A decidedly delicious and wickedly good treat. Who can resist the allure of a shiny red candy apple? While Pommes d’Amour, the famous French candy ‘love’ apple, conjures visions of delight it also makes for a surprsingly sinister Halloween confection.

Pommes d'Amour

I named my blog ‘Pommes d’Amour” twenty years ago after the tantalizing eye popping candy apples I would oogle in the Paris patisserie windows on my way to work. Now here I am, Stateside, a lifetime later, with two little girls and a garden filled with apple trees and I’m actually making the recipe! Full circle finally.

Candy Apples

I grow a unique apple called Pink Pearl. No doubt if you’ve followed this blog for any length of time you have seen these pink fleshed beauties in my other recipes. It is my favorite. My Mother-in-Law says that these apples are called “blood apples” in Iran, so I find it quite fitting for Halloween.

Candy Apple
Layla Hedayatpour

This is an easy recipe and a fun one. But as a longtime cooking teacher, I must warn, making the candy part of this is not a job for little kids and I personally asked Layla to sit on the other side of our kitchen island and I did not make this recipe with my ever curious toddler Hettie, because she simply does not understand the word ‘No’ or ‘Danger’. In fact, those two words often have the exact opposite effect.

Layla Hedayatpour

Layla and I picked the last of our Pink Pearls, trimmed our tree and cleaned some branches, we jammed those branches into the tops of our apples and measured our ingredients. I cooked the sugar concoction (alone) to 310˚F and then dipped the apples in as fast as possible before the sugar could set. Seriously easy!

Pink Pearl Apples

There are options for the flavor and color. We made two batches: in one I used just red gel paste for eye popping scarlet magpie appeal. In the other batch I added a touch of black for a more wicked look. Aside from the lemon juice if you want a little more kick, you can add red hot candies for a bit of cinnamon heat!

Pommes damour
Layla Hedayatpour Cooking

Happy Halloween friends! Hope there’s more treats in your bag than tricks!

Print
Pommes d'Amour

Ingredients

  • 6 apples that sit up right easily
  • 6 apple branches trimmed or 6 sticks of choice
  • 3 cups granulated sugar
  • 1/2 cup corn syrup
  • 1 cup water
  • 1/8 teaspoon red gel paste
  • a tiny touch of black gel paste if desired
  • 1 tablespoon lemon juice

First find 6 beautiful apples that can stand up-right on their own. Clean, dry and twist off stem. Plunge a trimmed and cleaned small tree branch in the top or use a stick of at least 1/4-inch in diameter. Set apples aside.

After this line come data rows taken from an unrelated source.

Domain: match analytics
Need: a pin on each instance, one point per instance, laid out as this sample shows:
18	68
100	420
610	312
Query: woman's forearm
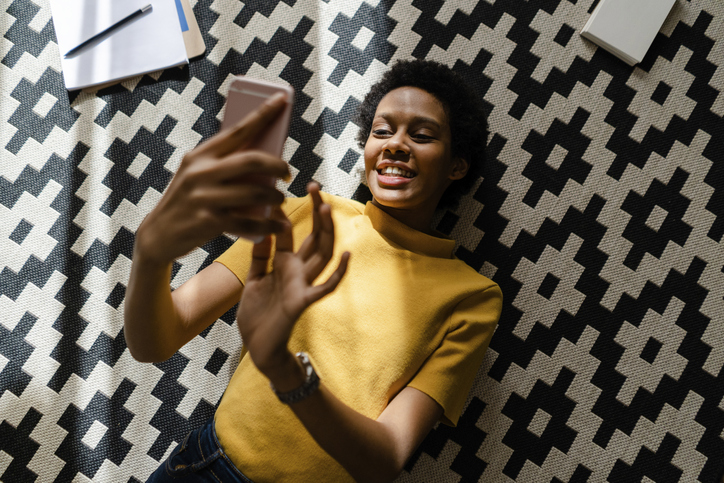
370	450
150	316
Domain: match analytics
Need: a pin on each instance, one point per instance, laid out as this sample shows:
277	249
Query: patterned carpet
600	214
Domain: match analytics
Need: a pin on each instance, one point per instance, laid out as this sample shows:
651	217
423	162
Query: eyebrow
425	119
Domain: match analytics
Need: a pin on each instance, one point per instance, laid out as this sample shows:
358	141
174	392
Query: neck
418	219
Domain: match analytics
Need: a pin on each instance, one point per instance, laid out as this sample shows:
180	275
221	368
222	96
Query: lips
394	176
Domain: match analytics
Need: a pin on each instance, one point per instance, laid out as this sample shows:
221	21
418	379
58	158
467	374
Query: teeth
395	171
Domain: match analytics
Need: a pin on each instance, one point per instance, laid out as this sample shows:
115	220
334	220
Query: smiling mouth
395	171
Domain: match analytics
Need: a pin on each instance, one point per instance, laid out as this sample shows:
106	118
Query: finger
239	196
319	291
250	166
260	258
245	227
248	128
309	246
285	239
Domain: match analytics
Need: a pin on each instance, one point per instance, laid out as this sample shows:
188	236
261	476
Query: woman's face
408	159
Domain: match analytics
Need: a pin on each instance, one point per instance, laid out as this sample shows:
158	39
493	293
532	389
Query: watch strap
310	385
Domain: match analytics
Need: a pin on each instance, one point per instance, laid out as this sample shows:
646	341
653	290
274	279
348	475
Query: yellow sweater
407	313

Prepare a baking sheet lined with parchment paper.

In a high sided pot, add sugar, corn syrup, water and food color. Gently whisk trying very carefully not to splash the sugar mixture all up and down the sides of the pot. It is much easier to add the food coloring ahead of time than aferwards.

Place the pot over medium heat with a candy thermometer and simmer until the temperature is 300-310˚F reaching the hard crack sugar stage. You will also see that the bubbles start to "blub blub" slower that the earlier frenetic soft ball bubbles. Once the hard crack stage has been reached, remove the pot a separate burner off the heat and add the lemon juice – it will splatter so be careful.

One by one, swirl the apples into the sugar mixture and place back on the baking sheet. Let cook for at least 20 minutes to fully set.